Founded in 2000, the Jonathan M. Tisch College of Citizenship and Public Service has had a short but vibrant history of providing students with opportunities to become engaged in their communities.
The Tisch Civic Engagement Fund (CEF) is one program in particular within the college that helps students implement their own ideas of what it means to be an active citizen.
The CEF provides funding and advising sessions to student−run active citizenship initiatives on campus, both locally and internationally. Students undertake these projects and complete them during the academic year, and priority is given to projects that help communities near the Tufts campuses.
"The program has two purposes. One is to address community identified needs — no group or individual is accepted without a community partner. The second part is that it is all about student learning, student development and student engagement," Program Coordinator Rachel Syzman said.
Each year, the program receives more than a dozen applications for consideration.
"The application process draws about 20 or so proposals, and we can fund up to $15,000, and that depends on the quality of the project, on how much the money is divided and how much money is requested," Student Programs Associate Kristen Feierabend said.
Syzman pointed out that the applications allow the CEF staff to get a sense of what the group and project dynamic will be before the initiative gets underway.
"The application process is unique," she said. "It forces you to delegate responsibility in that it has a reflection that each team member has to write in order to be accepted, which is great because then you get a real perspective of what the group is like and whether our goals line up."

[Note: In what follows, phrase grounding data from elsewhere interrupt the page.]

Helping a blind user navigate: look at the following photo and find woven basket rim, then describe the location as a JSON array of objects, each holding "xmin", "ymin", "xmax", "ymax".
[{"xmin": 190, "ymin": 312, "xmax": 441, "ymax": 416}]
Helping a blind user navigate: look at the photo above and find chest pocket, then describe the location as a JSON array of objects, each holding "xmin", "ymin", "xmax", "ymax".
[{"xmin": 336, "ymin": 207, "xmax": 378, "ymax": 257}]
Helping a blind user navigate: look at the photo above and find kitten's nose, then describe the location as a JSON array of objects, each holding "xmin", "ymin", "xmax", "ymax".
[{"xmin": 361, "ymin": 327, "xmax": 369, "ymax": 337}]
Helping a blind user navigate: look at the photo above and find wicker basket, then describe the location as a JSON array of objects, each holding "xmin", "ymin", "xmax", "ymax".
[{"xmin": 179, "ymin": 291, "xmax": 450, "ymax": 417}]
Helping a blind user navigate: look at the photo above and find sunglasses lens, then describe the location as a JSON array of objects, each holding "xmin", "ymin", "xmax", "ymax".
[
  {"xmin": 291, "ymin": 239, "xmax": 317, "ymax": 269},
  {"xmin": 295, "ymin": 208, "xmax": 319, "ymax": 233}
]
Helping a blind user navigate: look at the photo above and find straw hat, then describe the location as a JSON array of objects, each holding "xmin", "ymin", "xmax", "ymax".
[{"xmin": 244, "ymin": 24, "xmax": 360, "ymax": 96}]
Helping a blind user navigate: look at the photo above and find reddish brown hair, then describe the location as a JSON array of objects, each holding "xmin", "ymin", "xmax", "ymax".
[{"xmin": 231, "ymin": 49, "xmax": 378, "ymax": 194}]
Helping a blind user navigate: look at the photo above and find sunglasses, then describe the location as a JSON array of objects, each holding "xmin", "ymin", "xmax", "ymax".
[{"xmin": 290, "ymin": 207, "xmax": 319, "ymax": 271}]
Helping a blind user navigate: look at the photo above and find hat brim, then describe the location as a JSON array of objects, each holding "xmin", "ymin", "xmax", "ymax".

Although students are often drawn to apply to the CEF by the promise of financial support, it is the personal advising sessions that each group or individual participates in three times a year that students most appreciate. These sessions provide students with an objective view of their projects, by identifying which aspects of the initiative can be implemented more effectively, according to senior Erik Antokal.
"I think [the CEF advisors] do a really good job in being constructively critical," Antokal said. "They have a unique way of telling you what the issues in your project are and what you can improve on in a way that's not condescending."
Antokal is the team coordinator for one of the CEF's 2012 projects, Health Horizons International.
This project — which was founded by two Tufts graduates in 2009 — works on public health projects in the Dominican Republic. Last year, they became a student group on campus.
The group took a trip to the Dominican Republic over winter break, where they used the PhotoVoice method — encouraging locals to take photos of relevant public health issues in the community — in order to bring to the forefront issues that might not otherwise come up in community conversations.
Along with the advising sessions and the convenience of funding, many of the students involved in CEF initiatives also said that the networking opportunities the CEF provides are great aspects of the program, according to Antokal.
"We realized they had great resources to connect us with, even beyond their own advising abilities," he said. "CIRCLE [Tufts' Center for Information and Research on Civic Learning] is another part of Tisch College that was super helpful."
Health Horizons International is not the only student project that has benefitted from the CEF's networking opportunities.
"One of the really valuable things that Tisch has offered us is people who are connected with the community," junior Alec Howard said.
"They really have an understanding of the organizations that are around and they saved us a lot of time in terms of having to work this out independently," he added.
Howard, along with junior Gustav Vik, headed the Community Outreach through Microfinance (COM) initiative, another one of the projects taken on by the CEF this year. This project helps immigrants in the local community attain American citizenship. To do so, they work to provide microloans in order to help them with the application fees and hold comprehensive citizenship classes.
"That cause really hit home for me because I come from an immigrant family," Vik said.
CEF also funds projects that help bring various initiatives together on campus, such as the Undergraduate Global Health Network (GHN), founded by seniors Mary Bruynell and Dahlia Norry.
"In my experience, in being interested in global health at Tufts, I found there wasn't a specific path that you could take in this field," Bruynell said. "There are a lot of opportunities but no one ever really explains what all those opportunities are."
This desire to make global health opportunities on campus known to students resulted in the GHN, a lecture series that brings together the various global health initiatives on campus in order to create a sense of unity.
The GHN is also developing a website that will soon showcase all the global health opportunities Tufts has to offer.
Bruynell said that the CEF's unique advising sessions have been vital in establishing the GHN.
"Because [Norry] and I are starting the club from scratch, it's really great for us to have mentors and advisors," she said. "They definitely ask you to plan out more, and that's helpful."
Regardless of the initiative, students agree that CEF provides an excellent array of resources to help get their projects off the ground and running successfully.
"Overall, I think it's really great that there's access to funding like this, where students can go and, if they have an idea, they can pursue it with the guidance of seasoned professionals at Tufts," Howard said.